Many TB experts, including those at the WHO and Centers for Disease Control and Prevention, are now pushing a strategy called the “Three Is’’ – which stands for isoniazid preventive therapy, intensified case finding for active TB, and infection control for TB.

But Venter said that in South Africa, the Three Is are not being implemented. He said that South Africa’s TB system was so poorly run it couldn’t possibly start the isoniazid single-dose treatment for those suspected of being in contact with TB, or improve conditions in hospitals or clinics to lessen the risk of TB infecting others, or find patients who no longer come back for their daily TB regimens

He said that half of all patients diagnosed with TB at Johannesburg’s Chris Hani Baragwanath Hospital – the largest hospital in the world — don’t make it to a TB clinic.

“This problem is not going to be solved with the best drugs in the world,’’ he said. “The system is failing these patients.’’

Others in the session cautioned that South Africa’s TB program – it spends more than 65 percent of its budget on multidrug-resistant TB cases, an abnormally high amount suggesting poor initial treatment of straightforward TB cases – was not representative of TB programs around the world. Many said the South Africa program was among the worst.

Venter didn’t disagree. At one moment, he seemed beside himself.

“You know we had 30 nurses die in one year from MDR-TB (multidrug-resistant TB) in a hospital north of Tugela Ferry ,” he said, referring to the site of the first reported outbreak of extensively drug-resistant TB, or XDR-TB, in which 52 of the first 53 patients died. “Nobody heard about it. It all went quiet. If I was a nurse I would refuse to work anywhere near a TB ward (in South Africa). That would be a rational response.’’

3 thoughts on “A TB/HIV doctor's anguish

  1. Juliet

    This is a very interesting site. I like to see the worls talk about real isues like this. Thanks to my friend Tara who fowarded this me.

    At least South Africa still has its health infrastructure intact. I do have a lot of relatives and friends in Zimbabwe, who have gone to SA just so they could access treatment. When they felt strong enough they went back home without any drugs where they know there is nothing for them to stay alive.

    Fortunately for humanitarian medical agencies such as MSF and others, some of my relatives and friends have been able to stay alive… But when their CD4 level increases to a certain level they stop providing you with medication..my siter told me that she was told her CD4 level is fine but she has all these OIs that will kill her and she is not on medication. None of my friends and relatives have accesed mediaction at a government run hosptal… because they do not meet the criteria for starting ARVs this so ridiculous!!

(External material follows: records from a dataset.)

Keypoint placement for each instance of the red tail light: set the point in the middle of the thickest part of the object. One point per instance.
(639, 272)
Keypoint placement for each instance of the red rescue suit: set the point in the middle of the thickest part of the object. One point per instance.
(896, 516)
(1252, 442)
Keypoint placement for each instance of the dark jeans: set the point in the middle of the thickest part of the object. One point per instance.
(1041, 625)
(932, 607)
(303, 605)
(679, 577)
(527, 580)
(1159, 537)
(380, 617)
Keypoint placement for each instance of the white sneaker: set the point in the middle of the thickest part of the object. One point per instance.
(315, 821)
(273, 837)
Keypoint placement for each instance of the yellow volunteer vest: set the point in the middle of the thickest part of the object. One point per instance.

    So I count myself as the lucky one living in a developed country where I can change my medications if I do not like the side effects just like that even though my CD4 count is above 700 and VL non detectable I can still access medication where I can screen for TB every year without waiting to fall sick

    My faith in African governments serving their sick well is very low. Why doesn’t the PEPFAR and the Global Funds only serve credible medical humanitarians agencies who work in the remotest parts of developed countries. This way a lot of lives can be served.